The fighters are seeking independence for the oil-rich territory known as Cabinda which is sandwiched between the Democratic Republic of Congo and Congo-Brazzaville, with the Atlantic ocean to the west. It is not linked to mainland Angola.
"Nine soldiers of the Angolan armed forces were killed in combat Tuesday," said Jean-Claude Nzita, spokesperson for the Front for the Liberation of the Enclave of Cabinda-Armed Forces of Cabinda (FLEC-FAC) separatist group.
Two of the group's fighters were also killed in the clashes, he added.
An Angolan army source, who spoke to AFP on condition of anonymity, said that five soldiers had been killed by "guerilla action".
Nzita also claimed that separatist forces had killed 18 Angolan soldiers in recent weeks although this was not confirmed by Luanda.
Cabinda produces 60% of Angola's oil output, helping to make the country Africa's second largest producer after Nigeria.
Despite its vast natural riches, most of Cabinda's 400 000 people live in poverty and human rights groups regularly accuse authorities of abuses.

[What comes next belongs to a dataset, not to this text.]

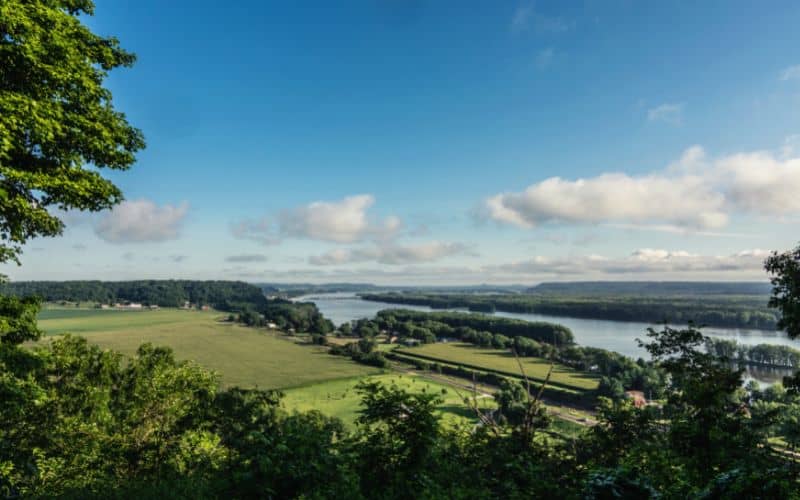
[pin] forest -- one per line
(720, 311)
(83, 422)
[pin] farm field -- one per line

There have been regular clashes between Angolan authorities and separatists since Luanda annexed the former Portuguese territory after it received independence.
Despite a peace deal signed in 2006 with one branch of the Cabinda separatists, many fighters have never given up the fight against Angola.
The separatists last came to international attention when they attacked a bus carrying the Togolese football team during the Africa Cup of Nations in 2010 as it traversed Cabinda, killing two people.